About Tom

Tom Maresca has been writing about wine for 30 years. He is the author of two wine books, Mastering Wine (which won the first-ever Clicquot Prize for Wine Book of the Year) and The Right Wine. He has been in recent years a frequent contributor to Decanter and to Quarterly Review of Wines. He is also the co-author, with his wife, Diane Darrow, of two major books on Italian food, wine, and dining: La Tavola Italiana and The Seasons of the Italian Kitchen; as well as a mini ecookbook (with wine recommendations), Not The Same Old Spaghetti Sauce. Now retired, he was a professor of English at Stony Brook University and has published four books on academic subjects.

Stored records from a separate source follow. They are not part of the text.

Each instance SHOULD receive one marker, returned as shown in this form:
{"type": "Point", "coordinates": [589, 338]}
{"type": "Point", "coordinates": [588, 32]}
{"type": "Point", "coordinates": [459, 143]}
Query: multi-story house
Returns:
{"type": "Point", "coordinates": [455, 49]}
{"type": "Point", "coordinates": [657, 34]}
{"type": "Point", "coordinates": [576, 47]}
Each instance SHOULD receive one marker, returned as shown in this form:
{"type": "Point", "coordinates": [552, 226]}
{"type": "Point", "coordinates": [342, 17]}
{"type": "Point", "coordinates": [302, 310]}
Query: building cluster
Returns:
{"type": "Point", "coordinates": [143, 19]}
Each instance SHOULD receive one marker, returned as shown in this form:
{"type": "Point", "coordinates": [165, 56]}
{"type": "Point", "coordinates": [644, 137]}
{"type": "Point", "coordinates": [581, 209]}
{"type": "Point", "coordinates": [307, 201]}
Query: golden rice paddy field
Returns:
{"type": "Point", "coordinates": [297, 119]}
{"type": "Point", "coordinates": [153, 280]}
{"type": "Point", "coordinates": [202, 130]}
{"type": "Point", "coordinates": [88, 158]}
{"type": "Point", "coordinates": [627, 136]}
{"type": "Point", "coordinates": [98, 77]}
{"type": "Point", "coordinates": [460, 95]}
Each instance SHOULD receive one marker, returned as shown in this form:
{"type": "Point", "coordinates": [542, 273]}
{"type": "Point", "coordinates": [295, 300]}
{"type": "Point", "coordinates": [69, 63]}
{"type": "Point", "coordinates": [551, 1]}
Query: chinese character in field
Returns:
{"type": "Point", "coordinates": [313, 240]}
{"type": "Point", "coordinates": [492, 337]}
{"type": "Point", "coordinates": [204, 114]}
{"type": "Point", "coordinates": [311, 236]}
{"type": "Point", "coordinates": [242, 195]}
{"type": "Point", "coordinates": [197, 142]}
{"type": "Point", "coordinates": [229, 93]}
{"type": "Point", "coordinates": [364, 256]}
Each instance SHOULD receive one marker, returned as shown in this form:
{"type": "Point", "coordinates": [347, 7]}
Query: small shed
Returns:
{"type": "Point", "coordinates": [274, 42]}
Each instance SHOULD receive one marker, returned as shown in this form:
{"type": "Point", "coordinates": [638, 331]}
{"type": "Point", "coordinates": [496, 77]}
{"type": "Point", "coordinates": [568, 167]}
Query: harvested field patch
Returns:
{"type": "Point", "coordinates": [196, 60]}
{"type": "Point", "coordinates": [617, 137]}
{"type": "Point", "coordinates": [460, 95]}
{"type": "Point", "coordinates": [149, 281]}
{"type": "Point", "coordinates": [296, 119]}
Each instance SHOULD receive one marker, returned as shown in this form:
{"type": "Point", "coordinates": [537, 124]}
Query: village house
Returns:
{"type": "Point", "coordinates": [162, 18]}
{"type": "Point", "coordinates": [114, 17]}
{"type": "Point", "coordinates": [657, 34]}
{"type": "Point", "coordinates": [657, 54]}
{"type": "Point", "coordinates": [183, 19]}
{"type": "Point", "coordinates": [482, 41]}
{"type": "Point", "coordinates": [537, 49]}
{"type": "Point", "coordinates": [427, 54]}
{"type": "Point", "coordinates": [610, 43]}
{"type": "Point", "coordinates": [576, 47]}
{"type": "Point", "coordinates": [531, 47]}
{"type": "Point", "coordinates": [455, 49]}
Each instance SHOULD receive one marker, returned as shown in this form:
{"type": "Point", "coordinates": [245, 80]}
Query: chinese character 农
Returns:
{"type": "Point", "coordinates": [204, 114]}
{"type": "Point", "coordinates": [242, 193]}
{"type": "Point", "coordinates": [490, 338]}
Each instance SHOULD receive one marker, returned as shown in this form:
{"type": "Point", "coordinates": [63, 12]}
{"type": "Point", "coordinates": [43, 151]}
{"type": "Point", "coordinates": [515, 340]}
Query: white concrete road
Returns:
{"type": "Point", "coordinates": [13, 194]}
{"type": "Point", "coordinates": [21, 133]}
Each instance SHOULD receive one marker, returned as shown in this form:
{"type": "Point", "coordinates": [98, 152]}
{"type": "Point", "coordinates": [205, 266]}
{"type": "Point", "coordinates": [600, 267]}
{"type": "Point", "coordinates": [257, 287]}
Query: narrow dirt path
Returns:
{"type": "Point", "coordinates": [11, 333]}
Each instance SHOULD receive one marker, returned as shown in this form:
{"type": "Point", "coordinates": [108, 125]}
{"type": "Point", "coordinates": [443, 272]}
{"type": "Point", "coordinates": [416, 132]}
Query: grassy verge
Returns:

40 Responses to “About Tom”

  1. Joe Haviland Says:


    Have you done anything on South Africa? Don’t see it on the links. I’d be interested.

    Joe Haviland (prep)

  2. Patrick W. Ciccone Says:

    Hi Tom,
    I greatly enjoy your writing here–I recently picked up and read The Right Wine as well, which I also enjoyed immensely. What both have made me want to do is drink more old wine–I was wondering if you had any postscript to your recommendations in The Right Wine about what to age long term, especially given the vast increase in price of some of the great cellarable wines (which unfortunately may never be drunk by collectors at all…) I am also intrigued by the selection of 1960s and 1970s wines from the Piedmont available at Chambers Street Wines, but wondering if such bottles really need the context of younger older wines first to appreciate–unfortunately, I have drunk very few bottles of anything more than 15 years old at this point, but would like to start, and would like to do for the next few decades with pleasure.

    • Tom Maresca Says:

      That is a huge question, especially when price is — as it always is — a factor as well. I would definitely look into Barbaresco, especially the cru wines from Produttori, and into some of the less famous Chateauneuf du Pape estates. Taurasi is still fairly priced, and some Sicilian wines are almost bargains — Benanti’s Etna wines, Palari, and a few others. I still revere some smaller Bordeaux estates — Brane Cantenac, Gloria, Pontet Canet (though its price has risen mightily). As for what such wines need to be appreciated: I’d say an attentive and receptive palate, which you seem to have, is the prime requisite. Taste everything you can, and go on with what impresses you most. And before I forget: I have great respect for Chambers Street’s stock and its staff’s knowledge. I don’t think they will steer you wrong.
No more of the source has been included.